「トランプ・ゴールドカード」の失敗
第2次トランプ政権が発足して間もなく、同政権は「トランプ・ゴールドカード」の大々的なプロモーションを始めた。これは、裕福な外国人に米国の滞在許可取得への近道を約束するとともに、海外所得に対する米国内の課税を免除する新しいビザだ。このプログラムが発表された際、トランプは、1枚あたり500万ドル(約7億9500万円)で100万枚のトランプ・ゴールドカードを販売すると豪語した。その数週間後には、ハワード・ラトニック商務長官が中東への出張中にわずか1日で1000枚のビザを販売したと主張している。

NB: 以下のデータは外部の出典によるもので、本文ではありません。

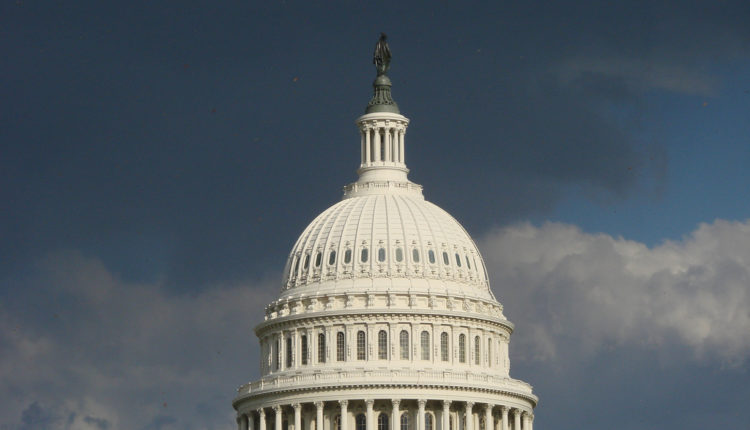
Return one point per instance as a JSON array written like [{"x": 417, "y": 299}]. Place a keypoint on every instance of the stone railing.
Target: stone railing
[{"x": 338, "y": 378}]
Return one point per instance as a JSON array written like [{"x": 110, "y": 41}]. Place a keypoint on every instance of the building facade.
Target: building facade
[{"x": 386, "y": 319}]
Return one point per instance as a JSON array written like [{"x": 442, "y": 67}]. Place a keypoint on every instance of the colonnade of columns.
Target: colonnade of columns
[
  {"x": 382, "y": 144},
  {"x": 521, "y": 419}
]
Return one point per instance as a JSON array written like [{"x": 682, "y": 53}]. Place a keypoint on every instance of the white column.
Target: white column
[
  {"x": 319, "y": 416},
  {"x": 368, "y": 149},
  {"x": 279, "y": 417},
  {"x": 394, "y": 415},
  {"x": 401, "y": 145},
  {"x": 297, "y": 416},
  {"x": 344, "y": 414},
  {"x": 446, "y": 414},
  {"x": 262, "y": 415},
  {"x": 387, "y": 141},
  {"x": 362, "y": 145},
  {"x": 369, "y": 403},
  {"x": 377, "y": 145},
  {"x": 420, "y": 418}
]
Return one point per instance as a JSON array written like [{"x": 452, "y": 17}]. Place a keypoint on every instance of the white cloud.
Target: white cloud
[
  {"x": 83, "y": 349},
  {"x": 573, "y": 291}
]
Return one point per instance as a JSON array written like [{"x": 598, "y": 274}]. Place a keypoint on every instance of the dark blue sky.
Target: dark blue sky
[{"x": 181, "y": 147}]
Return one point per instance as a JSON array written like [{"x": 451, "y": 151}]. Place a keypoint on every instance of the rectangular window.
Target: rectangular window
[
  {"x": 303, "y": 347},
  {"x": 361, "y": 345},
  {"x": 321, "y": 348},
  {"x": 340, "y": 347},
  {"x": 289, "y": 352}
]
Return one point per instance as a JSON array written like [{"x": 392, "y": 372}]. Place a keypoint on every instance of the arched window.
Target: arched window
[
  {"x": 331, "y": 258},
  {"x": 289, "y": 352},
  {"x": 361, "y": 345},
  {"x": 278, "y": 354},
  {"x": 383, "y": 421},
  {"x": 462, "y": 348},
  {"x": 405, "y": 421},
  {"x": 424, "y": 340},
  {"x": 303, "y": 348},
  {"x": 444, "y": 346},
  {"x": 340, "y": 345},
  {"x": 403, "y": 340},
  {"x": 361, "y": 422},
  {"x": 321, "y": 348},
  {"x": 383, "y": 345}
]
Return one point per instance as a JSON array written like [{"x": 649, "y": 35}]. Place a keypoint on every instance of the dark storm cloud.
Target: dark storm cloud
[{"x": 196, "y": 142}]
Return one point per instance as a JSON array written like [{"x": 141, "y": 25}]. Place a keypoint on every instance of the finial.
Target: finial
[
  {"x": 381, "y": 100},
  {"x": 382, "y": 56}
]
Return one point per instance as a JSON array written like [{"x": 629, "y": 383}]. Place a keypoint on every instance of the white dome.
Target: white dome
[{"x": 387, "y": 233}]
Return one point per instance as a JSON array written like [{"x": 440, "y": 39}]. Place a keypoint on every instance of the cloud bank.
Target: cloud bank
[
  {"x": 83, "y": 349},
  {"x": 568, "y": 290}
]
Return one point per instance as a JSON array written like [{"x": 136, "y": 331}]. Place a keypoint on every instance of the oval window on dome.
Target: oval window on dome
[{"x": 332, "y": 258}]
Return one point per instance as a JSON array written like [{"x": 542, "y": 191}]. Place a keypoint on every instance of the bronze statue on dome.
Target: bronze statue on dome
[{"x": 382, "y": 56}]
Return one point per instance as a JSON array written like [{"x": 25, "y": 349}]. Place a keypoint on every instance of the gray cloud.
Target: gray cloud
[
  {"x": 565, "y": 286},
  {"x": 83, "y": 349}
]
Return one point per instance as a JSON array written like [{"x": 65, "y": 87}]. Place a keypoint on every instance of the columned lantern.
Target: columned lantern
[{"x": 385, "y": 320}]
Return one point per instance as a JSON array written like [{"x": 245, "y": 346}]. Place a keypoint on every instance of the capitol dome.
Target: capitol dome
[{"x": 386, "y": 319}]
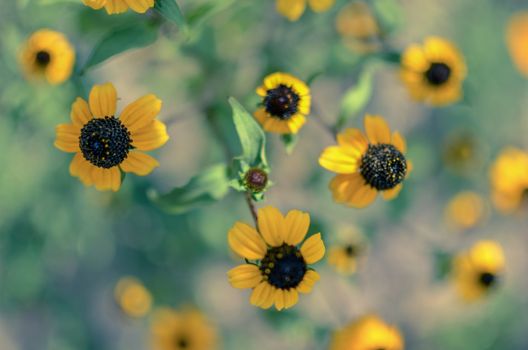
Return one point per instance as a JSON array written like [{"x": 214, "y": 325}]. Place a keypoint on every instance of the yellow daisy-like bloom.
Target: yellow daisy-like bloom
[
  {"x": 279, "y": 271},
  {"x": 366, "y": 164},
  {"x": 478, "y": 271},
  {"x": 434, "y": 72},
  {"x": 465, "y": 210},
  {"x": 186, "y": 330},
  {"x": 104, "y": 145},
  {"x": 113, "y": 7},
  {"x": 132, "y": 297},
  {"x": 48, "y": 54},
  {"x": 293, "y": 9},
  {"x": 509, "y": 179},
  {"x": 367, "y": 333},
  {"x": 286, "y": 102}
]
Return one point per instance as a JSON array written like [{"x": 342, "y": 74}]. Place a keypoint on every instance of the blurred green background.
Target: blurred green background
[{"x": 63, "y": 246}]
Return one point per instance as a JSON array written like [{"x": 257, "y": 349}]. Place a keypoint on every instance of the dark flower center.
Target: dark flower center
[
  {"x": 383, "y": 166},
  {"x": 281, "y": 102},
  {"x": 105, "y": 142},
  {"x": 42, "y": 58},
  {"x": 438, "y": 73},
  {"x": 283, "y": 267}
]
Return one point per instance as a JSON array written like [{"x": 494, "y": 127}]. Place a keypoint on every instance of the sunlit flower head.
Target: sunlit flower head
[
  {"x": 113, "y": 7},
  {"x": 366, "y": 164},
  {"x": 285, "y": 103},
  {"x": 132, "y": 297},
  {"x": 509, "y": 179},
  {"x": 276, "y": 265},
  {"x": 293, "y": 9},
  {"x": 433, "y": 72},
  {"x": 48, "y": 54},
  {"x": 367, "y": 333},
  {"x": 479, "y": 270},
  {"x": 185, "y": 330},
  {"x": 105, "y": 145}
]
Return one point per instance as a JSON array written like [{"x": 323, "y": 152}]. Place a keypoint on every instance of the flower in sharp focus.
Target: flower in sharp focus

しかし、トランプ政権はその見通しを大幅に見誤っていたことがすぐに明らかになる。当時、ヘンリー・アンド・パートナーズはフォーブスに対し、「500万ドル(約7億9500万円)を全額寄付する能力があり、かつそれを望む超富裕層の母数は比較的少ない。寄付型ではなく、投資型の他の選択肢と比較した場合は特にそうだ」と指摘していた。結果的に、米政府は2025年9月までにトランプ・ゴールドカードの価格を80%引き下げて100万ドル(約1億5900万円)に設定し、税金免除措置も廃止した。

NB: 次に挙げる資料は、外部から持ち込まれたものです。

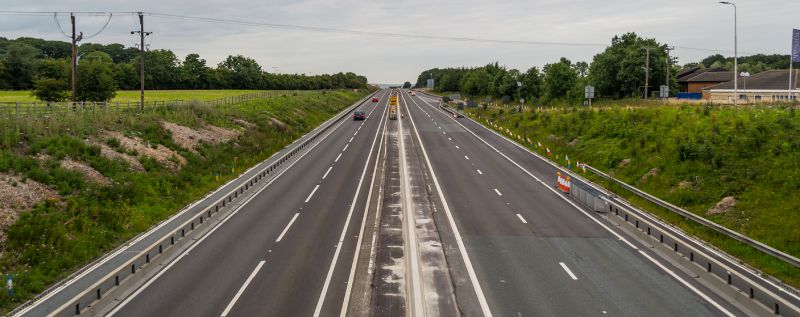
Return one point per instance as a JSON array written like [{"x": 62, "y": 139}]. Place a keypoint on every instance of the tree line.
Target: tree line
[
  {"x": 617, "y": 72},
  {"x": 44, "y": 67}
]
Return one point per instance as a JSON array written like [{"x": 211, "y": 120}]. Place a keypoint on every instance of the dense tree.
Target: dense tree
[
  {"x": 619, "y": 70},
  {"x": 20, "y": 66},
  {"x": 559, "y": 79},
  {"x": 96, "y": 78}
]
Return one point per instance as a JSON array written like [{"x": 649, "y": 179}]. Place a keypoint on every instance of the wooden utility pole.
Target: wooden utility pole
[
  {"x": 75, "y": 40},
  {"x": 142, "y": 34},
  {"x": 647, "y": 72}
]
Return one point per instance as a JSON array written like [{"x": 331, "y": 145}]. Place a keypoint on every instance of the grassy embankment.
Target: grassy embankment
[
  {"x": 133, "y": 95},
  {"x": 695, "y": 156},
  {"x": 56, "y": 237}
]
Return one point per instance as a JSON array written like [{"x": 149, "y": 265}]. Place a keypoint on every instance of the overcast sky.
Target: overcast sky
[{"x": 764, "y": 27}]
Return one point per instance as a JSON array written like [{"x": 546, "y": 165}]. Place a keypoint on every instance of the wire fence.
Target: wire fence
[{"x": 27, "y": 109}]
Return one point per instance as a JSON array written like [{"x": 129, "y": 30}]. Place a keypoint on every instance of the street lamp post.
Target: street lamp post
[{"x": 735, "y": 54}]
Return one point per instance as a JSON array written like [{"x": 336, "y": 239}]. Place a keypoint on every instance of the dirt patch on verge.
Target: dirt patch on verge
[
  {"x": 162, "y": 154},
  {"x": 723, "y": 206},
  {"x": 17, "y": 196},
  {"x": 189, "y": 138},
  {"x": 90, "y": 173},
  {"x": 109, "y": 153}
]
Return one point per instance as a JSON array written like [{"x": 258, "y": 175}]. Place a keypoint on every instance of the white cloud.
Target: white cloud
[{"x": 764, "y": 27}]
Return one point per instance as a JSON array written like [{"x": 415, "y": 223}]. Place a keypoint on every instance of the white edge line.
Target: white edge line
[
  {"x": 564, "y": 266},
  {"x": 351, "y": 278},
  {"x": 241, "y": 289},
  {"x": 618, "y": 236},
  {"x": 312, "y": 193},
  {"x": 280, "y": 237},
  {"x": 327, "y": 283},
  {"x": 217, "y": 226},
  {"x": 459, "y": 241}
]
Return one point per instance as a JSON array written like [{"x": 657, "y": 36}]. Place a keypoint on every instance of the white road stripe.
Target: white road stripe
[
  {"x": 312, "y": 193},
  {"x": 564, "y": 266},
  {"x": 241, "y": 289},
  {"x": 280, "y": 237}
]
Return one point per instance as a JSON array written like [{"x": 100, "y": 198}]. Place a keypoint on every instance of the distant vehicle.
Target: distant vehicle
[{"x": 359, "y": 115}]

今年2月、ホワイトハウスの報道官はウォール・ストリート・ジャーナルに対し、この政策が「無数の超富裕外国人」を惹きつけており、彼らは「米国に移住するために100万ドル(約1億5900万円)を投じてゴールドカードを手に入れている」と語っている。しかし、その2カ月後、実際に承認されたトランプ・ゴールドカードはわずか1枚だったことが明らかとなった。カッツはフォーブスに対し、「価格を100万ドルにまで引き下げたのは劇的な変更だったが、それでもやはり機能していない」と語っている。
なお、共和党のバーニー・モレノ議員(オハイオ州選出)は2025年12月、二重国籍を廃止し、国民に対して「米国への唯一かつ排他的な忠誠を義務付ける」法案を提出している。